Peperomia montecristana is a species of epiphyte in the genus Peperomia that is endemic in Costa Rica, Nicaragua, and Panama. It grows on wet tropical biomes. Its conservation status is Not Threatened.

==Description==
The type specimen was collected in Finca Montecristo, Costa Rica, at an altitude of 25 m.

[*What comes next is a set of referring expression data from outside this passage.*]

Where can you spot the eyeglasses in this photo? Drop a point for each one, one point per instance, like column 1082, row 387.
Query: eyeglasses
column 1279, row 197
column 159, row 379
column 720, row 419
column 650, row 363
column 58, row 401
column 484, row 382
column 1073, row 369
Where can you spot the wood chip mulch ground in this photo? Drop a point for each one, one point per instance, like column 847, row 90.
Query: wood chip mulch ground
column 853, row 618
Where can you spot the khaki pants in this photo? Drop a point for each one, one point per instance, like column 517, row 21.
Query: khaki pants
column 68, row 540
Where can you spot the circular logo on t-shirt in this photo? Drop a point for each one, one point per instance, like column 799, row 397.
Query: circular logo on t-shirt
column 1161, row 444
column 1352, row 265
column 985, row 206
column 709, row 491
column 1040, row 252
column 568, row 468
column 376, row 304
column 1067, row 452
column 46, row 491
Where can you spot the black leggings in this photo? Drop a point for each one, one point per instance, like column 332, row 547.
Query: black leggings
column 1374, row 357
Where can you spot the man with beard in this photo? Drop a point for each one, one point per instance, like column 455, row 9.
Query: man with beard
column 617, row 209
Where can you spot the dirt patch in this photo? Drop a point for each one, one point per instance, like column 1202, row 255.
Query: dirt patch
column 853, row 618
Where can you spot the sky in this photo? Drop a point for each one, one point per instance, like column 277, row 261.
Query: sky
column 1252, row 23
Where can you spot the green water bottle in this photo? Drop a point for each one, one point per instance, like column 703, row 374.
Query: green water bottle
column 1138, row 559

Peperomia montecristana is a small, somewhat tufted herb that grows on trees. The stem is slender at 1 millimeter thick and loosely covered with long, woolly hairs. The leaves are alternate, either ovate or elliptic-ovate, with a bluntly pointed tip and a rounded base. They are rather small at 1.5 by 2 to 2 by 4 centimeters, with 5 nerves. The leaves have pressed-down hairs, especially on the paler lower side, and dry to a green, membranous texture. The petiole is short at 5 to 10 millimeters long. The spikes are terminal, measuring 1 by 30 to 50 millimeters, with loosely spaced flowers. The peduncle is scarcely 5 millimeters long and covered with woolly, straight hairs. The floral bracts are round and shield-shaped (peltate), thin and large. The ovary is immersed, ovoid, and has a small shield-like structure called a scutulum. The stigma is positioned at the front on the scutulum.

==Taxonomy and naming==
It was described in 1929 by William Trelease in Contributions from the United States National Herbarium 6. The epithet montecristana refers to where the type specimen was collected.

==Distribution and habitat==
It is endemic in Costa Rica, Nicaragua, and Panama. It grows as an epiphyte and is a herb. It grows on wet tropical biomes.

==Conservation==
This species is assessed as Threatened.